K. L. Phan
- Published on Amazon.com
Format: Kindle Edition
[ TL;DR - I'd pay to read the other books, worth a read if you like fantasy, medieval type setting, a little dabble into Steam punk technology, and a damsel who would rather be a boy than a girl. ]
For a freebie book (got it while it was free), I hadn't expected much. I've been through several freebie books with promising summaries only to realize they're first person. Having grown up on Anne McCaffrey, I can say I really don't like first person. Much less first person, present tense in some cases these days. However Healer's Touch, by Deb Howell, delivers a wonderful story in the traditional third person, past tense, story book style of writing. The POV is done from three main characters.

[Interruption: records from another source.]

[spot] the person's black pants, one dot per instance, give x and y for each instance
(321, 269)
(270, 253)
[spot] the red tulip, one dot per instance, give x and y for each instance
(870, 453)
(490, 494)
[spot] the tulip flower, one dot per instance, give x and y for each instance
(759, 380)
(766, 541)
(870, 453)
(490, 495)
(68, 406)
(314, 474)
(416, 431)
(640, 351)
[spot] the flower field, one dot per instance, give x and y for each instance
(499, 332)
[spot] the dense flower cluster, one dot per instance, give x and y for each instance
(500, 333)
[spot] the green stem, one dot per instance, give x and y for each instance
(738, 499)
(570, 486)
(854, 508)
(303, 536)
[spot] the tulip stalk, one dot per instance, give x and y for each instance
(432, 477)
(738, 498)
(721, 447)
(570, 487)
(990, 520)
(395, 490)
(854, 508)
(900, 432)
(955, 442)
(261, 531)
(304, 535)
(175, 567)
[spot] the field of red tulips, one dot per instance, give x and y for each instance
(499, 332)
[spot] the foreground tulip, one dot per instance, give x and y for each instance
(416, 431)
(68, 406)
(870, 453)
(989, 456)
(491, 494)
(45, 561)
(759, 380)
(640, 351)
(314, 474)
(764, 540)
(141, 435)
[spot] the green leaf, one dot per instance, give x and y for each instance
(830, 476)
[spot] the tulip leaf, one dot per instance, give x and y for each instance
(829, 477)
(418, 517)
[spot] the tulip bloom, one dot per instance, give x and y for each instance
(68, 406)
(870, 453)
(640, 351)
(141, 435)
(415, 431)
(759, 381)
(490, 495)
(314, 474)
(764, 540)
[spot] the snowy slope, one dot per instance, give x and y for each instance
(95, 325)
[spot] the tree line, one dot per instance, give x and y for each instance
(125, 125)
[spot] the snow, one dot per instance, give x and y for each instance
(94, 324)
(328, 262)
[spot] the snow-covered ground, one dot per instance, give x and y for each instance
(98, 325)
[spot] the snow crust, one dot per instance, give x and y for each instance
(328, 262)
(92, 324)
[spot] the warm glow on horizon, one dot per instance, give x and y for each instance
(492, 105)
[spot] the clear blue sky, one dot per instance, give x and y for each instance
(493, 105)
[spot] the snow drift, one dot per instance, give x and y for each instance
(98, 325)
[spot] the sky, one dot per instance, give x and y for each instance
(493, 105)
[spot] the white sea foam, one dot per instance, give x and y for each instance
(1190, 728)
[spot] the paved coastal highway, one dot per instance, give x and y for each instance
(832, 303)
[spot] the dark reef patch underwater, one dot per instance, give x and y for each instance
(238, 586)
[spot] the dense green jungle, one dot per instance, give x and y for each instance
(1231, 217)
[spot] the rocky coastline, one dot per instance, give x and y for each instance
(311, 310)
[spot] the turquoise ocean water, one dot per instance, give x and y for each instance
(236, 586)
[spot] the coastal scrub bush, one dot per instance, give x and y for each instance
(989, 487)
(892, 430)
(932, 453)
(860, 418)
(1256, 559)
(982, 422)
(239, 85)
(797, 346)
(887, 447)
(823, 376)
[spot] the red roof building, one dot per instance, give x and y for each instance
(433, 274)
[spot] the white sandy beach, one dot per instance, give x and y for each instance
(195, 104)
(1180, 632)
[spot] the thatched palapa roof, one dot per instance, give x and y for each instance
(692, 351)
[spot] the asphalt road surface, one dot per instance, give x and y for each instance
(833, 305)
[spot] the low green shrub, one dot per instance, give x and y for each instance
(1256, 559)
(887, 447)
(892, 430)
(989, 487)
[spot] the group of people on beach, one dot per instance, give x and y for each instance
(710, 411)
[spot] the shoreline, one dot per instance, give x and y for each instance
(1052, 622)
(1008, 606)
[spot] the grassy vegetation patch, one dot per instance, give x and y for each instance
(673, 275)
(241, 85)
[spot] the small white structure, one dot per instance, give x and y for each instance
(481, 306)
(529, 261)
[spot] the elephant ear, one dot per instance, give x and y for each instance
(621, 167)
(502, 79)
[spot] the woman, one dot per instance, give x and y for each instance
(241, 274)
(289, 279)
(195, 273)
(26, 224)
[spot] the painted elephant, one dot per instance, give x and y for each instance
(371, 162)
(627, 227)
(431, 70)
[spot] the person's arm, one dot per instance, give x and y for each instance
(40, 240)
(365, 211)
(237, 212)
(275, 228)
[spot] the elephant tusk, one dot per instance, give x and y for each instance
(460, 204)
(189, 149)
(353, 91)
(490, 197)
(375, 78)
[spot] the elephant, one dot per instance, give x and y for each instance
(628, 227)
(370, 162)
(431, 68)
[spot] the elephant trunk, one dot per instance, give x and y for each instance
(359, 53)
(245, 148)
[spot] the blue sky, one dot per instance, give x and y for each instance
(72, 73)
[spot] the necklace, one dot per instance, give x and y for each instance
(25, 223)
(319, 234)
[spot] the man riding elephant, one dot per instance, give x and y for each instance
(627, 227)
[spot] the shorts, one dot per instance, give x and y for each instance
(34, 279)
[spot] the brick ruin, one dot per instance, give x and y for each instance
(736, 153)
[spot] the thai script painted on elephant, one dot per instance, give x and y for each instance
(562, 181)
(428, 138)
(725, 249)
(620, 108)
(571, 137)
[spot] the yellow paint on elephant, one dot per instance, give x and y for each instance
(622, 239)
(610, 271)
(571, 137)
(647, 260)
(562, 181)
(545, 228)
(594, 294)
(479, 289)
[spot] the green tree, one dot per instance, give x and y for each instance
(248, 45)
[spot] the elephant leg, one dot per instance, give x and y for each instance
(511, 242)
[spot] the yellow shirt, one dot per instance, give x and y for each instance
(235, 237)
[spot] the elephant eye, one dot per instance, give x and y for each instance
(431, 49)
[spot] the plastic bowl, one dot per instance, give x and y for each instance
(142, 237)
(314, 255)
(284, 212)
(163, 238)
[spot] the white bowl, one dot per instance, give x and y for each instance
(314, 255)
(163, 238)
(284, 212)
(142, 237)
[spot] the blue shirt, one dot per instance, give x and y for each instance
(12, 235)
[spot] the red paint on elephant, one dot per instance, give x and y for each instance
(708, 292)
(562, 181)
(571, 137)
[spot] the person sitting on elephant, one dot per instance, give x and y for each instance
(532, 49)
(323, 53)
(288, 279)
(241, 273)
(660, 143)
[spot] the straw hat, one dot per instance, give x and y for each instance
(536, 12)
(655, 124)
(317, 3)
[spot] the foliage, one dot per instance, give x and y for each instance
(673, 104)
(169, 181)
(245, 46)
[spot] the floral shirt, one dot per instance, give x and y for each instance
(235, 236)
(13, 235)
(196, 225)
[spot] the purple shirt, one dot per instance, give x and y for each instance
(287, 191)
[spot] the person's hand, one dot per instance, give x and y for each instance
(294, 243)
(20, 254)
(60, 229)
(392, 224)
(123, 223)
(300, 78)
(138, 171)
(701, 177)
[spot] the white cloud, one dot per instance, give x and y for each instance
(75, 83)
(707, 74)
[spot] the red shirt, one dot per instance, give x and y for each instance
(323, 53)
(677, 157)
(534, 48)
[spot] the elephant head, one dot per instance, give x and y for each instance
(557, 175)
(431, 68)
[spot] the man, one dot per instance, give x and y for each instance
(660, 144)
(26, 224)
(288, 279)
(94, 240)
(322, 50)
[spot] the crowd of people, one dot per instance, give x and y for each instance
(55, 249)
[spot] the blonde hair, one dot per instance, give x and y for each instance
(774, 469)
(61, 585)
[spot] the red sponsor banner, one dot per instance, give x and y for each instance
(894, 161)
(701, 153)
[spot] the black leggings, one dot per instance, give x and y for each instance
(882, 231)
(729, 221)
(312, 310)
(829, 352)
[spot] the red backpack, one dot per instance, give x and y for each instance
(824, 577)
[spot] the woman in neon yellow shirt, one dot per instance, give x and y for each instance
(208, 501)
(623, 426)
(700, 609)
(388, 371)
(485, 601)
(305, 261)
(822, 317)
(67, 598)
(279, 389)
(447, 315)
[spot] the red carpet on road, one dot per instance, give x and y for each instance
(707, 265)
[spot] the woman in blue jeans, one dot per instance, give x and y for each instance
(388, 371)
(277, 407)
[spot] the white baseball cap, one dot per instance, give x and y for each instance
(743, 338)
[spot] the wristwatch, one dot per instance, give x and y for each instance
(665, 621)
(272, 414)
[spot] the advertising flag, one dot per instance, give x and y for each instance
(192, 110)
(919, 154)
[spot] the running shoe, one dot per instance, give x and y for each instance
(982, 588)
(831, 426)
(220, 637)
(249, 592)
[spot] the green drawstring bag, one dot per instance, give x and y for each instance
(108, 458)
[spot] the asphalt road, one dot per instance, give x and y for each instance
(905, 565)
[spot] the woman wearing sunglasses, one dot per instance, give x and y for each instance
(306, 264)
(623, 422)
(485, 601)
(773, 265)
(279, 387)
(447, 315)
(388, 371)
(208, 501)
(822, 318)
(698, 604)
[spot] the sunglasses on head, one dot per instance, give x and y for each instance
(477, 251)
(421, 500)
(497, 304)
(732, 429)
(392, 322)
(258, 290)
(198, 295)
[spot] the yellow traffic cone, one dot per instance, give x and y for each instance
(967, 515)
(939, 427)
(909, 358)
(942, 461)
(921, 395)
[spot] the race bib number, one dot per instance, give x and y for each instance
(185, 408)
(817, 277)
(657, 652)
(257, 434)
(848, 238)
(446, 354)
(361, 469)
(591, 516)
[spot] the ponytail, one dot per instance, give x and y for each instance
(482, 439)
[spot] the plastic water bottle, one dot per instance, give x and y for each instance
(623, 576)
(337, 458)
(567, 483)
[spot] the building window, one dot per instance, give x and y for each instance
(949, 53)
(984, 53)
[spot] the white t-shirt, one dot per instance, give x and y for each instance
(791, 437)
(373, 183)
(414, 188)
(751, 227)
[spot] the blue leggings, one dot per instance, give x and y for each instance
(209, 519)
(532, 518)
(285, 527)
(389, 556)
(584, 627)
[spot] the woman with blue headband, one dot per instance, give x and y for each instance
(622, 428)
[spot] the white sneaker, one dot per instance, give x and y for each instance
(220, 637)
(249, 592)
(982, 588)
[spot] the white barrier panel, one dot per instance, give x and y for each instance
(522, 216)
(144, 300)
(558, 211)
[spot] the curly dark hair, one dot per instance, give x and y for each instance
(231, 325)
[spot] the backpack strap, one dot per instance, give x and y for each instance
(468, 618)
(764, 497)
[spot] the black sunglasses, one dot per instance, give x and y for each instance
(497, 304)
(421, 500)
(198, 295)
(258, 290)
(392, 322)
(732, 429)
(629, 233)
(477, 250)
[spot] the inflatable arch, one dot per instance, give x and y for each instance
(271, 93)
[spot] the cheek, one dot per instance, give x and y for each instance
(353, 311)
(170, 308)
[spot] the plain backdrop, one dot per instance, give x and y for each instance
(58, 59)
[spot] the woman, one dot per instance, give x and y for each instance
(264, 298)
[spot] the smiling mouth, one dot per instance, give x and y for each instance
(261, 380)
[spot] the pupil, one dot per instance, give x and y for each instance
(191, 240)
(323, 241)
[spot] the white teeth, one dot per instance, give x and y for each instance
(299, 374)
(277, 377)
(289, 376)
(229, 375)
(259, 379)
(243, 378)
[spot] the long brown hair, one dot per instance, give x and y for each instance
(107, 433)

We start out learning about Llewella, a girl who was forced to dress like a boy because she reminded her father too much of her mother and he wanted a boy, not a girl, since he was the blacksmith. She learned about smithy practices rather than skills most girls her age are taught. When he disappears one day, she's forced to live on her own in a world where women aren't permitted property rights. The smithy is taken away from her, she abandons her home because of people giving her the wrong sort of attention now that she's a girl on her own, and becomes a little thief on the streets.
She's not necessary an innocent by the time we find her in the book; she's lived on the streets for some time and has sacrificed her virtue for safety. Her relationship with men is caustic, thinking men will only offer something they have for what's between her legs. Llew, easier to pass by as "Lou", finds herself in one unfortunate event after another at the beginning of the book. The author's way of introducing her power of healing to the reader. Llew can siphon energy from all living things into her body to heal damage done to her. However she's not skilled enough to stop herself and ends up killing an old man who tried to rape her. She's later reported to the Farry (town guard) that she killed someone (the wrong person) by a "friend", Kynas, who was trying to save his own skin.
The book harps on the fact women are subjects and it's rare to see a female criminal. She's dressed in a skirt and blouse, then hung, only to resurrect herself off the energy of flies, carrion birds, and other such lifeforms that tried to consume her dead body. Unfortunately, the process happened in the middle of a very public area and caused a scene. People were terrified of her as she ran through them, shucking off clothes to don over sized male clothes to make it easier to get away.
We're introduced to the party she'll travel with shortly after this adventure and learn she's not just an Aneuk, but a Syaneuk - a powerful, rare type of healer that no one would stop to possess for various reasons.
It's a very interesting book with flashes of steam punk contraptions in the way of spiderbots siphoning blood to convert them into power gems and metal bracelets used to harness these gems to throw bolts of electricity. Less emphasis on the steam punk contraptions though in comparison to knives, arrows, and swordplay. This IS a fantasy book with traces of steam punk, just not as much as I'll expect to see in the following books.
The reader is coaxed along with bits of vital information about what a Syaneuk is, why the Immortals were divided into two races, and why her mother is held captive in another city: she's also a Syaneuk.
There are a few problems in the book where the author sort of trudges along and skips over some vital clues to give the reader a sense of "what the heck is going on". A few times I was distracted by the overuse of a misspelled word and occasional run on sentence. With a little more editing, this book could be polished if attention was directed towards proper subject focus and sentence arrangement. There are several instances where Howell chances her POV from Jonas to Omniscient Narrator and then back. That said, she does it far less often than most freebie books I've seen.